# Jus Divinum: The Westminster Assembly and the Divine Right of Church Governmen



## NaphtaliPress (Feb 12, 2013)

A reminder that this still standard work is available.
_Jus Divinum: The Westminster Assembly and the Divine Right of Church Government,_ John R. de Witt. Naphtali Press, 2010 (1969 rpr.), 274 pp., hardback, 1519/$22.95. *Jus Divinum:The Westminster Assembly and the Divine Right of Church Government by J. R. De Witt, Th.D. (Hardcover) - Lulu*
Review by Iain H. Murray.
“Students of the seventeenth century, and especially those concerned with the work of the Westminster Assembly, will be glad to know that John de Witt’s groundbreaking doctoral thesis, first published by Kok of Kampen in 1969, is now reprinted in large hardback, 274 pp. It details one of the greatest debates to have taken place since the Reformation on the subject of the church, and how far her government has been appointed by God in Scripture…. The tension of the debates, which we follow in these pages, against the back-drop of Civil War, is very clearly set down, with judicious use of the original documents. To read it is to believe there were ‘giants’ in the land in those days…. _Jus Divinum_ weill remain as a standard work from an author who has heartfelt sympathy for the Puritans, and a deep appreciation of their concern to see Christ honoured in the church.”
This work had become rare and hard to find, and when found one could pay well over $100 for a used copy. We are pleased to make it available in this print on demand hardbound printing available at Lulu.com. Naphtali Press normally does not do photo reprints, but the author wanted to preserve the original hand press printing, which was carefully scanned for this reprint. List price is $45. We are pleased to offer it on sale at $22.95 and are happy to make the work easily available again.


----------



## Semper Fidelis (Feb 12, 2013)

Chris,

This is a great book. I think one of the very useful features of the book is that it gives us insight into how the Westminster Assembly thought of the light of nature. Very often today, people have sort of a prooftext view of how certain ideas arise. The authors of this work show how General Revelation about how men naturally organize themselves forms a valid line of argumentation for the manner in which we ought to organize our Church courts.
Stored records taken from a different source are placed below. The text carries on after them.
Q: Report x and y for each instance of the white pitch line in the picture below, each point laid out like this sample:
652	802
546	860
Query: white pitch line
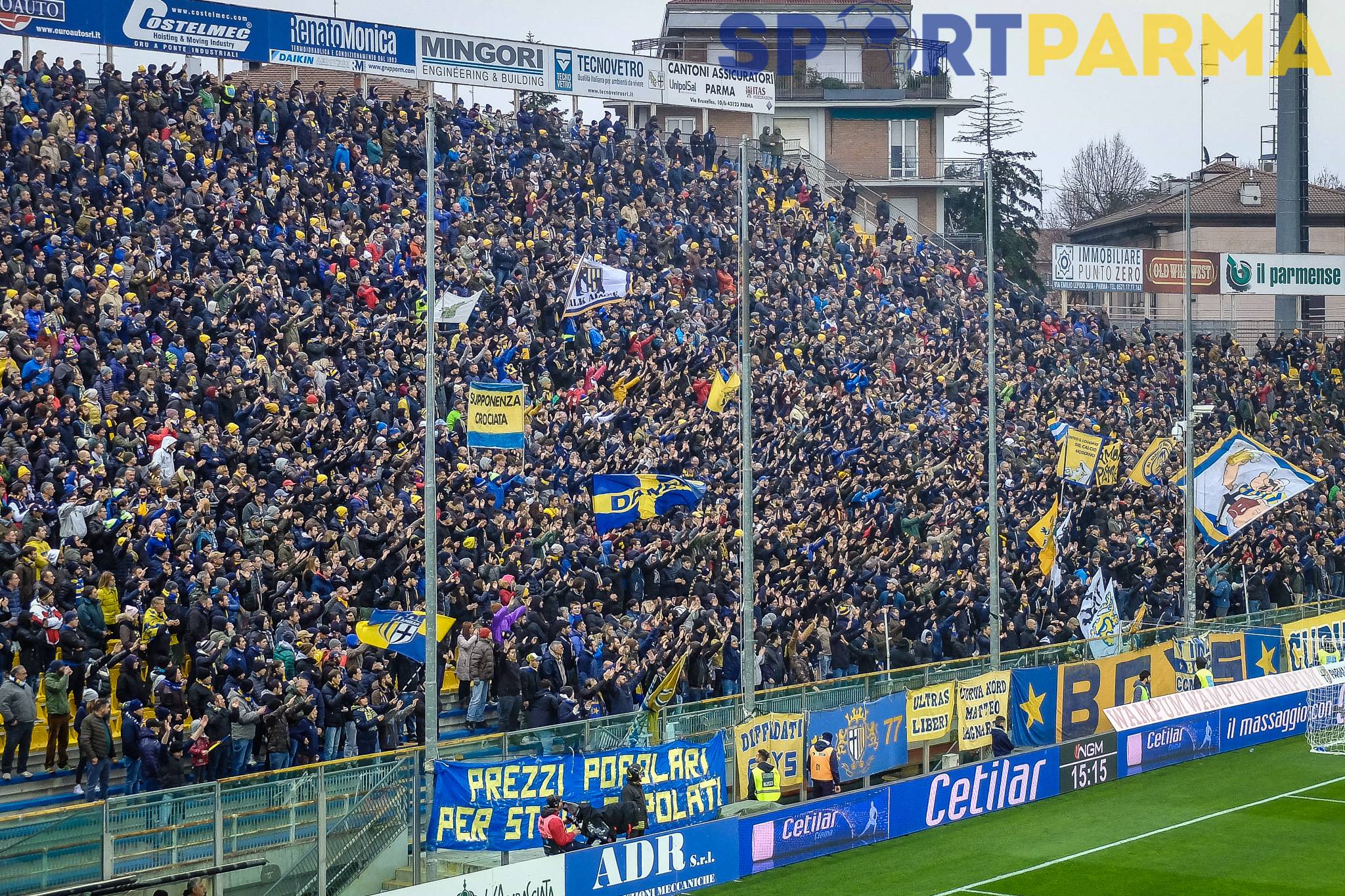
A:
1137	837
1321	800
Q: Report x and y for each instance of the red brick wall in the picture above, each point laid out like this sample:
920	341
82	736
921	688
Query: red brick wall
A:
858	148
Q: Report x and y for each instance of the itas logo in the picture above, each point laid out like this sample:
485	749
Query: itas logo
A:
985	788
1090	748
16	15
564	70
810	824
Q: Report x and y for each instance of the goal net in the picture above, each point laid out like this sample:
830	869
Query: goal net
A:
1327	704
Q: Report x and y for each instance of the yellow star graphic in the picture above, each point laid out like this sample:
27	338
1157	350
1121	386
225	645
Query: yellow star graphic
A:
1268	661
1032	706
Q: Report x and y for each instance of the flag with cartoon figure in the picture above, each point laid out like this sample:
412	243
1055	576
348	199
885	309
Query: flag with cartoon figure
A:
1239	481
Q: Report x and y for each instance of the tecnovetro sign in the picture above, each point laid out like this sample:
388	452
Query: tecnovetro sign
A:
1283	274
1109	269
205	28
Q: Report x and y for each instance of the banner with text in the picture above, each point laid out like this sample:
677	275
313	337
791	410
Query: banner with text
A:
780	734
495	805
1304	639
1283	274
868	739
979	700
1109	269
495	416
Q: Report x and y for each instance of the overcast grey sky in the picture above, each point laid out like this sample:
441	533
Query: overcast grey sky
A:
1061	110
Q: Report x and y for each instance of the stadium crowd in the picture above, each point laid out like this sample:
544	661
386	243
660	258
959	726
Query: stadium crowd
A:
210	464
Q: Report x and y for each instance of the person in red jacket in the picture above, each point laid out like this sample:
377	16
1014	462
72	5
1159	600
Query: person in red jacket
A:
557	836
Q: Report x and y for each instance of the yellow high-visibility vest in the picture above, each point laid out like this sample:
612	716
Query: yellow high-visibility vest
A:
767	784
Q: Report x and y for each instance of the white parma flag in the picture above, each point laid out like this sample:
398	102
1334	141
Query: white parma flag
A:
596	285
455	309
1098	617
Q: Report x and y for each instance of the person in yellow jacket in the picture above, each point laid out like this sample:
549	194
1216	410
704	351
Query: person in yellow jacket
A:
764	779
1204	677
822	767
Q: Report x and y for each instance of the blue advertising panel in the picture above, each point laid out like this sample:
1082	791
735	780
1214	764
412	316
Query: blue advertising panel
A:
673	863
320	42
54	19
187	26
1169	742
974	790
868	739
813	829
496	805
1265	720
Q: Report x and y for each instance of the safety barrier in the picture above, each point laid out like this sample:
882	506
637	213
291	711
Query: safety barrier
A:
363	802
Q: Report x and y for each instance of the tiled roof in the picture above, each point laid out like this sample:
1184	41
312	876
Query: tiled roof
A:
284	75
1220	196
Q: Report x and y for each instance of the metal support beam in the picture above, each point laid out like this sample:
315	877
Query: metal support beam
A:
322	829
993	408
748	584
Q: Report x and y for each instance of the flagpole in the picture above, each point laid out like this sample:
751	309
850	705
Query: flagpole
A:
431	473
992	442
1188	431
748	585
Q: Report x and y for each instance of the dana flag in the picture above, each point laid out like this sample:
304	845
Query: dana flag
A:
455	309
595	285
1241	481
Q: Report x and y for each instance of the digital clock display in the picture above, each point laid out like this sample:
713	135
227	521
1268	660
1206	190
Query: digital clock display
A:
1088	762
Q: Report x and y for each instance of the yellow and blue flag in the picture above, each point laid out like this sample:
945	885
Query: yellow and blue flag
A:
400	631
1033	706
662	694
626	498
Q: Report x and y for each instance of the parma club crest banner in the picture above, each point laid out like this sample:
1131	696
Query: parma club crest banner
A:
868	739
596	285
1239	481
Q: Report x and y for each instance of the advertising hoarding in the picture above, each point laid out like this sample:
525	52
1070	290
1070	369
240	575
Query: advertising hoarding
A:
813	829
697	83
1109	269
1165	272
1283	274
666	864
342	45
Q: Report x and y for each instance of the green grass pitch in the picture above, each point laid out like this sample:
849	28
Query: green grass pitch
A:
1224	826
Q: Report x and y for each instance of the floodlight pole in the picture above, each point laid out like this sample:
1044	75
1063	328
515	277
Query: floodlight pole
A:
1188	430
748	585
431	472
993	408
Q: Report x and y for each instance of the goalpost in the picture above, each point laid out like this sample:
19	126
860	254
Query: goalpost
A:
1327	704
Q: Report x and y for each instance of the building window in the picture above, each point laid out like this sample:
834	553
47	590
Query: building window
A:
685	124
904	154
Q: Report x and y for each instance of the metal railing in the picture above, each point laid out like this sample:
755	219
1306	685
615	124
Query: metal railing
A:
363	805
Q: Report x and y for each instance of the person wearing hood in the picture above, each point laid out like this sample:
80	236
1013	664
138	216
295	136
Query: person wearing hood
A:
131	729
55	689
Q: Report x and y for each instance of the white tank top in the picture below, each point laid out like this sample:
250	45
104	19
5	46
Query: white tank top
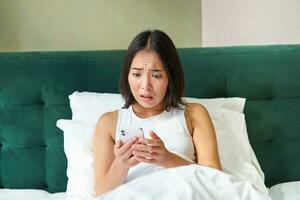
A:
170	126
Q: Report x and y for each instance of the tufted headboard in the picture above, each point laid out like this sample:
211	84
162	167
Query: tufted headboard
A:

I haven't check my library yet but the prior release you printed was paperback, was it not?


----------



## PuritanCovenanter (Feb 12, 2013)

Chris, I have two books titled Jus Divinum. I read the Napthtili press one that is here. I haven't gotten to the Dewitt volume yet. Can you give a short comparison why there are two?


----------



## NaphtaliPress (Feb 12, 2013)

Different book. I understand the confusion. The one you are thinking of is _Jus Divinum Regiminis Ecclesiastici _by the London Provincial Assembly. This is John R. de Witt's doctoral thesis on the Assembly and it's debate over a jus divinum church polity. The first remains out of print. David W. Hall with whom I worked on the text and I have discussed once or twice reissuing it with Divine Right of the Gospel Ministry, but neither of us have enough lifetime left to get to that I fear. Too many things else on the burners.


----------



## NaphtaliPress (Feb 12, 2013)

Randy, essentially JDRE is the English Presbyterians' defense of Jus Divinum Presbyterianism; de Witt's work is about the debate over church polity in the Westminster Assembly. One is a work on church polity from the time of the assembly, the other is a historical analytical work on that part of the work of the Westminster assembly.


----------



## Semper Fidelis (Feb 12, 2013)

Oh...cool!


----------



## NaphtaliPress (Feb 12, 2013)

And neither should be confused with The Grand Debate which are the debate papers which passed between the Congregationalist and Presbyterian members of the Assembly. I am slowly working toward publishing that eventually.


----------



## Semper Fidelis (Feb 12, 2013)

Purchased one!


----------